Gestione in sicurezza delle operazioni in rete e/o su sistemi "open".

Con il nuovo regolamento generale sulla protezione dei dati GDPR, in vigore dal 25 maggio 2018, le aziende che operano all'interno della comunità Europea (ovvero trattano dati personali di cittadini Europei), dovranno adeguarsi alle normative previste per il trattamento dei dati, pena pesanti sanzioni.

Il concetto di dato personale nel GDPR si allarga, nel senso che non si parla più solo di songolo dato anagrafico come nome e cognome, ma di qualsiasi informazione che consenta di identificare un individuo direttamente o inderattemente. Il concetto di identificazione attraverso incrocio di dati estende quindi il dato personale anche a informazioni come l'indirizzo IP oppure l'indirizzo e-mail.

Il nuovo regolamento generale sulla protezione dei dati inanzitutto non permetterà di raccogliere informazioni con la regola del silenzio/assenzo. Le richieste di approvazione per il trattamento dei dati personali dovranno essere quanto più chiare ed esplicative, senza creare confusione o dubbi nell'utente, pena l'annullamento delle attività di raccolta dati. Le modalità di trattamento dovranno essere subordinate ad una valutazione del rischio legato alla sicurezza delle informazioni e l'azienda dovrà quindi dimostrare di aver fatto tutto il possibile per evitare eventuali danni.

Il nuovo regolamento generale sulla protezione dei dati non solo prevederà un adeguamento tecnologico/informatico, ma imporrà la scelta di un DPO (Data Protection Officer) che sarà la persona responsabile del comparto data protection soprattutto per la PA e per le aziende che fanno del trattamento dei dati personali la principale attività professionale.

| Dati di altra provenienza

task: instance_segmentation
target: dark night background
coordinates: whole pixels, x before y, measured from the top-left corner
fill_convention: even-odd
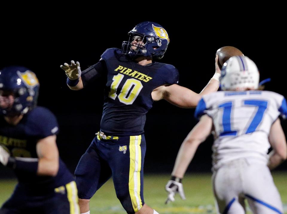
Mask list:
[[[71,171],[100,130],[102,84],[72,91],[66,85],[66,76],[60,65],[73,60],[79,61],[84,70],[97,62],[106,48],[121,48],[122,42],[128,39],[129,31],[141,22],[158,23],[167,30],[170,43],[160,61],[178,69],[179,85],[200,92],[214,74],[216,50],[230,45],[255,63],[260,80],[271,78],[266,89],[287,95],[286,24],[281,17],[223,20],[216,16],[204,19],[190,15],[177,15],[172,19],[173,15],[170,14],[167,19],[167,15],[156,13],[124,19],[120,16],[103,18],[108,16],[107,12],[102,16],[88,13],[80,17],[75,14],[71,19],[65,16],[52,19],[51,13],[43,17],[39,14],[25,16],[16,21],[11,19],[9,23],[9,17],[6,17],[7,22],[3,22],[0,67],[17,64],[36,74],[40,84],[38,104],[50,109],[58,119],[60,155]],[[153,18],[156,17],[162,18]],[[165,101],[154,103],[147,115],[145,128],[146,172],[171,172],[181,143],[196,122],[194,111],[174,106]],[[286,122],[282,124],[287,133]],[[200,146],[189,170],[210,171],[212,143],[210,136]],[[286,163],[279,168],[284,169],[287,169]]]

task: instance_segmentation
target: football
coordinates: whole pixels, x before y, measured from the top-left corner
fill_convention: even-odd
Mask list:
[[[218,55],[218,62],[220,69],[223,64],[228,59],[233,56],[244,56],[240,50],[232,46],[225,46],[220,48],[216,51]]]

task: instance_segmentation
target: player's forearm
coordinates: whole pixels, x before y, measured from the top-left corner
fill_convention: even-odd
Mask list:
[[[59,169],[58,157],[52,159],[42,158],[39,159],[37,174],[39,175],[55,177]]]
[[[67,84],[70,89],[73,90],[80,90],[84,87],[81,77],[80,77],[78,80],[71,81],[67,78]]]
[[[215,72],[214,76],[210,80],[208,83],[202,89],[200,94],[201,96],[216,91],[218,90],[220,83],[219,77],[220,74]]]
[[[172,175],[182,178],[188,166],[194,156],[200,141],[185,141],[178,151]]]
[[[164,89],[163,98],[181,108],[195,107],[201,98],[200,95],[178,85],[172,85]]]
[[[269,161],[268,166],[270,170],[275,169],[286,160],[286,156],[275,152],[273,150],[269,154]]]

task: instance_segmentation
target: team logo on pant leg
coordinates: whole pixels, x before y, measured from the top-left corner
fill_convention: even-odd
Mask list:
[[[126,152],[126,146],[120,146],[119,151],[123,151],[123,154],[125,154]]]

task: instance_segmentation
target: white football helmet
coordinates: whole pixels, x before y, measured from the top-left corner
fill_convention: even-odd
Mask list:
[[[220,81],[224,91],[255,90],[258,88],[259,72],[248,57],[235,56],[223,64]]]

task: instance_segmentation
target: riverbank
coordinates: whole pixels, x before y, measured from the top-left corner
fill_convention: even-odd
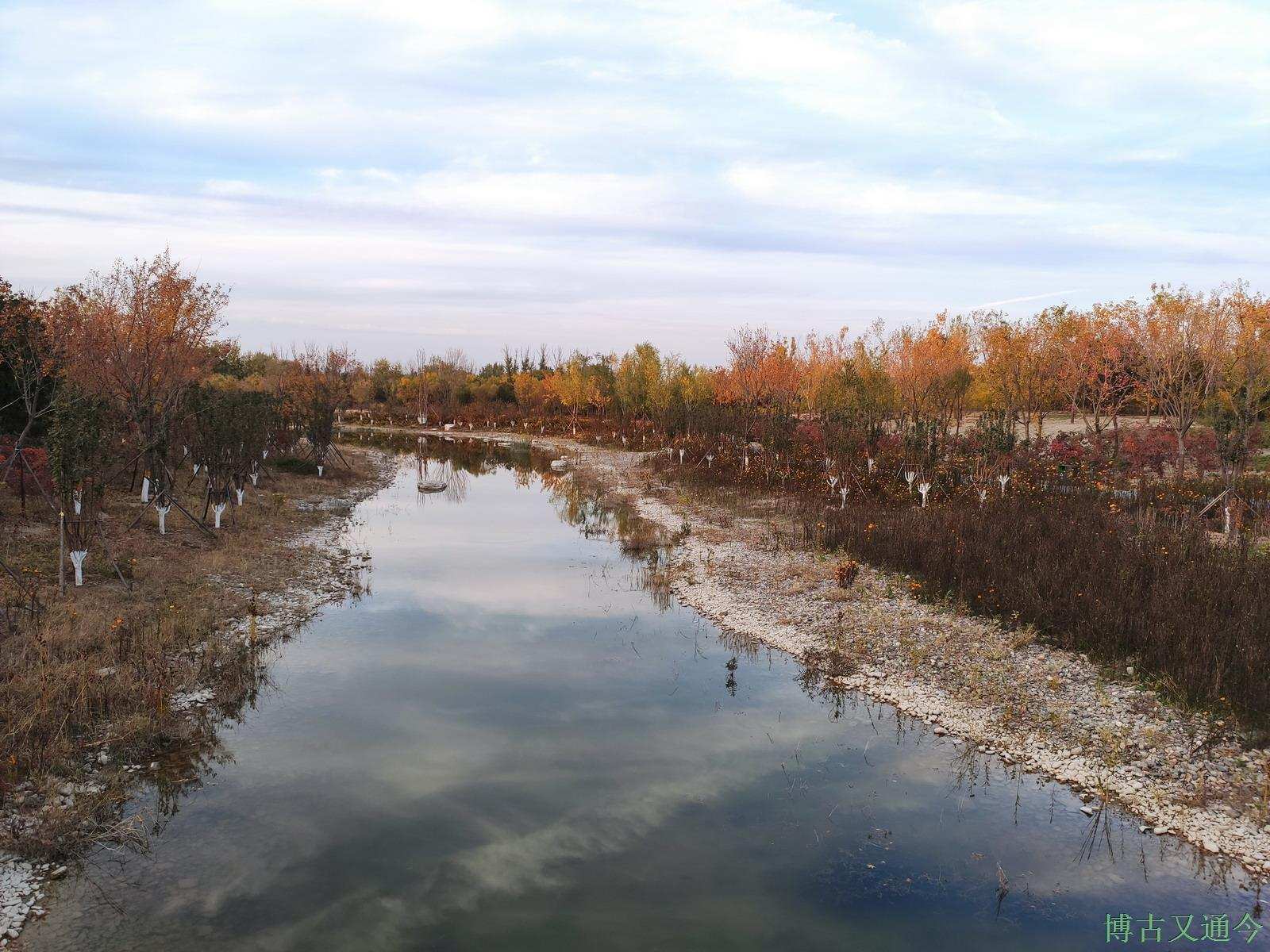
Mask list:
[[[908,576],[862,566],[839,588],[838,556],[781,545],[790,517],[772,499],[693,499],[640,466],[641,453],[551,437],[532,444],[569,456],[579,476],[678,539],[664,584],[681,602],[795,655],[822,689],[864,692],[932,737],[964,740],[970,753],[1073,787],[1091,833],[1102,809],[1118,805],[1140,819],[1143,838],[1173,834],[1255,876],[1270,873],[1264,737],[1181,710],[1132,670],[1100,669],[1029,631],[919,602]]]
[[[84,586],[64,598],[56,519],[5,513],[0,557],[44,611],[9,635],[0,660],[0,946],[42,914],[41,883],[93,844],[144,848],[146,817],[121,820],[122,803],[146,784],[179,798],[215,759],[215,721],[265,683],[269,649],[361,592],[370,556],[340,537],[395,466],[375,449],[345,456],[351,468],[321,479],[269,466],[215,538],[175,510],[165,536],[152,510],[124,531],[140,501],[109,494],[114,565],[94,541]]]

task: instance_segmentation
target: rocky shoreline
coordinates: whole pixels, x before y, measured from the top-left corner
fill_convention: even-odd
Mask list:
[[[1142,836],[1176,835],[1255,878],[1270,875],[1264,739],[1170,703],[1132,668],[1107,671],[1029,632],[923,603],[908,576],[861,566],[856,581],[839,588],[833,560],[773,546],[771,523],[781,517],[695,503],[640,467],[644,453],[554,437],[531,443],[569,454],[607,494],[677,536],[665,581],[720,627],[804,664],[836,651],[848,660],[828,675],[837,687],[894,706],[935,736],[960,737],[1072,787],[1086,815],[1118,805],[1139,817]]]

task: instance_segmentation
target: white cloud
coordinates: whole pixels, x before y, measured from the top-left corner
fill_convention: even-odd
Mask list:
[[[422,326],[478,357],[660,335],[704,359],[742,321],[1256,278],[1267,18],[1182,0],[9,5],[5,277],[51,287],[170,244],[234,286],[249,344],[378,354]]]

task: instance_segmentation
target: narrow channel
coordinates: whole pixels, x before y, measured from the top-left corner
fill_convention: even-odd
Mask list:
[[[403,453],[356,513],[364,597],[24,948],[1066,952],[1260,913],[1238,867],[737,644],[569,476],[428,452],[444,493]]]

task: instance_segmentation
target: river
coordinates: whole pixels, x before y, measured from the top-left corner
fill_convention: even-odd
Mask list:
[[[356,512],[367,593],[24,948],[1066,952],[1107,948],[1107,915],[1126,944],[1205,915],[1245,944],[1238,867],[737,644],[569,477],[428,452],[446,493],[404,453]]]

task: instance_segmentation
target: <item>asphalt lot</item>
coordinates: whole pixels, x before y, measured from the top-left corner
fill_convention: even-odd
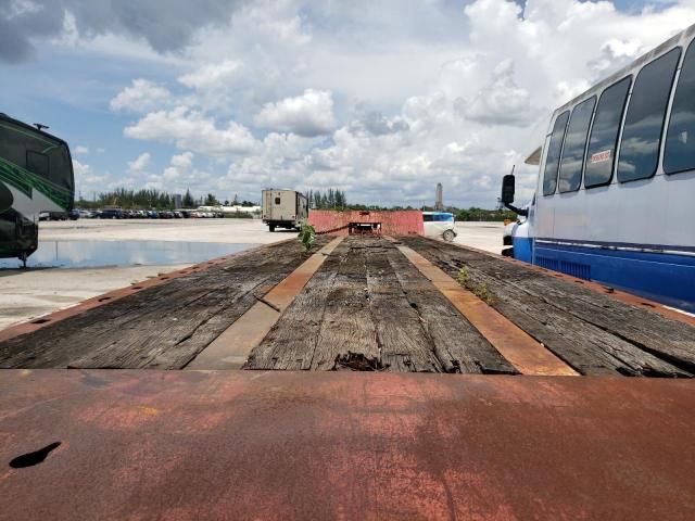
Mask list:
[[[456,242],[500,253],[501,223],[460,223]],[[294,237],[270,233],[257,219],[93,220],[41,223],[39,241],[175,241],[269,244]],[[63,309],[111,290],[189,264],[104,268],[0,269],[0,329]]]

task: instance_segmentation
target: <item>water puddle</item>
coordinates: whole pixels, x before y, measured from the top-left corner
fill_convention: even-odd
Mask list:
[[[27,260],[31,268],[100,268],[197,264],[257,244],[170,241],[39,241]],[[0,269],[17,268],[16,258],[0,258]]]

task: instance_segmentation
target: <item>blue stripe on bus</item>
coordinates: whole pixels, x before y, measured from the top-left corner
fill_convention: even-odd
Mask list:
[[[517,239],[514,241],[517,257]],[[695,313],[695,256],[535,243],[535,264]],[[519,252],[527,257],[527,252]],[[528,262],[528,260],[527,260]]]
[[[515,237],[511,239],[511,245],[514,246],[514,258],[531,263],[533,258],[533,241],[531,239],[528,237]]]

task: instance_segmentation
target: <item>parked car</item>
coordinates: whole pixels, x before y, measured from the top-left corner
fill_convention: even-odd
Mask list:
[[[422,212],[425,236],[444,239],[447,242],[456,238],[454,214],[448,212]]]

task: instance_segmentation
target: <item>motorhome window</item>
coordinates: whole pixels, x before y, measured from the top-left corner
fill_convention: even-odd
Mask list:
[[[572,110],[560,161],[558,181],[558,190],[560,192],[577,191],[582,182],[582,166],[584,164],[584,152],[586,151],[589,124],[591,123],[595,104],[596,98],[590,98]]]
[[[645,65],[637,74],[620,142],[620,182],[645,179],[656,174],[666,107],[680,56],[681,49],[673,49]]]
[[[0,120],[0,158],[25,168],[27,140],[14,126]]]
[[[557,169],[560,162],[560,152],[563,150],[563,138],[567,128],[567,119],[569,111],[564,112],[555,119],[553,134],[551,135],[551,144],[547,148],[547,156],[545,157],[545,174],[543,175],[543,195],[553,195],[557,187]]]
[[[60,144],[47,153],[50,163],[48,178],[59,187],[73,189],[73,169],[67,147]]]
[[[629,76],[611,85],[601,94],[589,138],[584,167],[585,188],[608,185],[612,179],[618,132],[631,81],[632,77]]]
[[[664,171],[667,174],[693,168],[695,168],[695,42],[690,45],[683,59],[664,150]]]
[[[31,174],[36,174],[37,176],[48,179],[50,173],[48,155],[40,152],[34,152],[33,150],[27,150],[26,169]]]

Si impone un adeguamento attraverso i seguenti interventi:

  • scelta di un team multidisciplinare di esperti informatici e legali è il primo passo per preparare l'impresa di adeguamento;
  • definire un progetto di adeguamento, che contempli in modo olistico tutte le fasi necesarie, dall'assessment e la valutazione dei rischi fino all'implementazione dei nuovi processi e alla formazione, è la chiave per affrontare un tema così complesso;
  • investire nelle infrastrutture IT: l'adeguamento informatico è indispensabile, ma migliorare l'infrastruttura IT della propria azienda comunque migliora non solo la gestione dei dati, ma anche la protezione dei dati e delle informazioni aziendali;
  • nomina del DPO, ovvero di una perosna con i requisiti di autonomia richiesti dalla nuova Direttiva Europea.

Comprendere e classificare il rischio IT (IT Service Management) è una priorità assoluta per le aziende che operano in settori regolamentati tipo finance ed utilities e mantenersi allineati alle novità è necessario per evitare situazioni di blocco che comportano perdite di tempo, soldi e dati preziosissimi.

In particolare la ISO 27001 è uno standard rivolto alle organizzazioni che intendano adottare una policy di gestione dei rischi dei propri sistemi IT (Information Security Management System, ISMS).
Esso stabilisce una serie di requisiti generici che i possessori della certificazione sono chiamati ad avere affinchè le informazioni contenute nei propri sistemi IT possano essere ritenute al sicuro, ma non distingue gli enti certificati nè per natura, nè per dimensione.

Gli IT Project Management che si occupano dei sistemi informativi aziendali, come gli Auditor dei Sistemi Informativi, i responsabili dei processi e della qualità IT ed i Controller IT, sanno bene quanto sia importante anticipare situazioni di questo tipo, e la gestione dei rischi legati ai sistemi informativi inizia proprio dalla scelta iniziale fatta dalle figure che si occupano di questo.

In sostanza, non basta un buon protocollo ITIL a salvaguardare la sicurezza informatica.

Capire quale assetto IT sia funzionale alle esigenze aziendali è come posare il primo mattone sul quale costruire la solidità della  struttura IT.
Un’azienda capace di seguire un Enterprise Risk Management ben compilato infatti si rivela affidabile ed efficiente, non solo internamente ma garantisce solidità finanziaria anche verso l’esterno.